Now, two months after the elections and six months after the fall of the last cabinet we have a government accord but no sooner was it presented than it needed to be mended. And it won’t end there. Everyone is now ready to pounce and exact their pound of flesh.

Beer mat

That is good news. Rutte is given another opportunity to heed my advice and reduce the size of the accord to the back of that beer mat.

He doesn’t have to make a song and dance about it in parliament but he could bring it up when he’s chatting with his ministers in the Trêvezaal.

It could go something like this: ‘Listen up chaps, and I don’t want you to blab about this, but about the government accord: I know we have been saying we have one but by now the whole country knows it will have to be re-written not once but many times. But what people don’t know is that we will do the rewriting ourselves. That way we’ll keep the initiative.’

And if the ministers’ eyes haven’t glassed over by then Mark can hold forth a bit more on the art of government.

Balance

‘Maybe Diederik and I didn’t have a clear idea of what it meant to govern. Last week Trouw columnist Hans Goslinga quoted Piet Lieftinck, the post-war finance minister. To govern a country shouldn’t mean you put yourself in a straightjacket, he said.

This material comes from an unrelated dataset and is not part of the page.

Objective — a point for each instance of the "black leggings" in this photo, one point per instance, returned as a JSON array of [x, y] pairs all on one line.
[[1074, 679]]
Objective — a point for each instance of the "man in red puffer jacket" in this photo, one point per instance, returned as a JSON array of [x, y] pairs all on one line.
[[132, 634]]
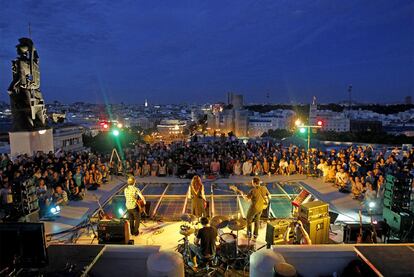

‘It is a continuous process of re-evaluation, of struggling to get the balance right. That will be our new challenge. I see this cabinet as the last in a line of cabinets that have had to reconstruct the country’,  Rutte could say.

Let me start by saying that I’m very happy to see that the post-war cabinets of Drees and Schermerhorn have not been forgotten. Unfortunately they are far too reminiscent of the political quagmire of The Hague when what Rutte and Samsom need to do is to look to the world of business for inspiration.

When a big company employs a trouble-shooter he will start by throwing open the shutters. ‘Look this is what’s happening’, he’ll say. ‘Our customers are going elsewhere, investors are dumping our shares, and the creditors are banging on the door. It won’t be long before we’re in the hands of the receivers’. That is how he galvanises people into action and creates consensus for new policies.

KPN

When I was CEO of KPN my colleagues and I didn’t exactly go around polling the staff in the office garden but we did go out and ask key figures inside and outside the company to come up with ideas. Not that we were going to please everybody but we did at least strive for transparency.

The negotiators of Rutte 2 did exactly the opposite. They closed the shutters and announced that no information would be given. That obviously meant no information got in either. And then they pulled this enormous rabbit from the hat. Nobody understood how it was done and what should be done with it now that it was here.

The accord has at least resulted in a consensus about the rashness of the plans.

Not to worry. It can still all turn out ok. There’s every sign that the great hammering out, the adjusting, the moulding and the polishing has started. Rutte 2 is finally governing the country.

Ad Scheepbouwer is a private investor and former chief executive of KPN.